Île-de-France health services are already anticipating a summer period that will be more tense than usual. The Regional Health Agency plans to “strengthen without overmobilizing” its workforce. Tensions that will be caused by all illnesses and injuries, not specifically STIs.
But prevention works better than cure. In this sense, “for this period, Public Health France is continuing its efforts to promote sexual health: active work to provide specialized brochures is already underway”. The health agency is planning an awareness campaign ahead of the sequence, from June 3 to 9, during sexual health week.

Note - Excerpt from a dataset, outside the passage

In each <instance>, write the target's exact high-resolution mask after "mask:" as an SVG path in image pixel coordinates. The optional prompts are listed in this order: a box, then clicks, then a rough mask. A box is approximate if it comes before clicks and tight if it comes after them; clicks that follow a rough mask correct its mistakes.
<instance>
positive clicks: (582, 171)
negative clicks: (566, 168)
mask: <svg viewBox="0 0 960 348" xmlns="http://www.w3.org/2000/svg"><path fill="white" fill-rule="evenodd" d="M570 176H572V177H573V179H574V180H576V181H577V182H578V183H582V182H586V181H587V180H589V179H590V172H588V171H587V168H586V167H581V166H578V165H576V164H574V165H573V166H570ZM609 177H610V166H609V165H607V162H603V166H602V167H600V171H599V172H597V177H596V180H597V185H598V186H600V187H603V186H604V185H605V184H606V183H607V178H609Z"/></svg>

How will free condoms be implemented?
More than 200,000 condoms for athletes
To avoid ruining the games: come out covered. This is the mantra of the organizers of Paris 2024. If they are not working on the issue of sexual health for the general public, they are concerned regarding that of the delegations invited this summer.
Prevention campaigns aimed at athletes are planned. “We will provide protection devices of several types: male and female condoms, with or without latex as well as oral dams,” plan Laurent Dalard, the director of prevention and Philippe Le Van, the “Chief Medical Officer” of Paris 2024. More than 200,000 condoms will be distributed.
“We feel concerned by this recurring subject. There is an increase in the circulation of STIs in the population – including athletes –,” they lament.
Precautions, yes, but nothing drastic. The Paris Games do not promise to be the hottest. In 2016, in the midst of the proliferation of the Zika virus, the WHO encouraged tourists to only practice safe relationships upon their return home… Even to “abstain from all sexual relations for at least eight weeks.”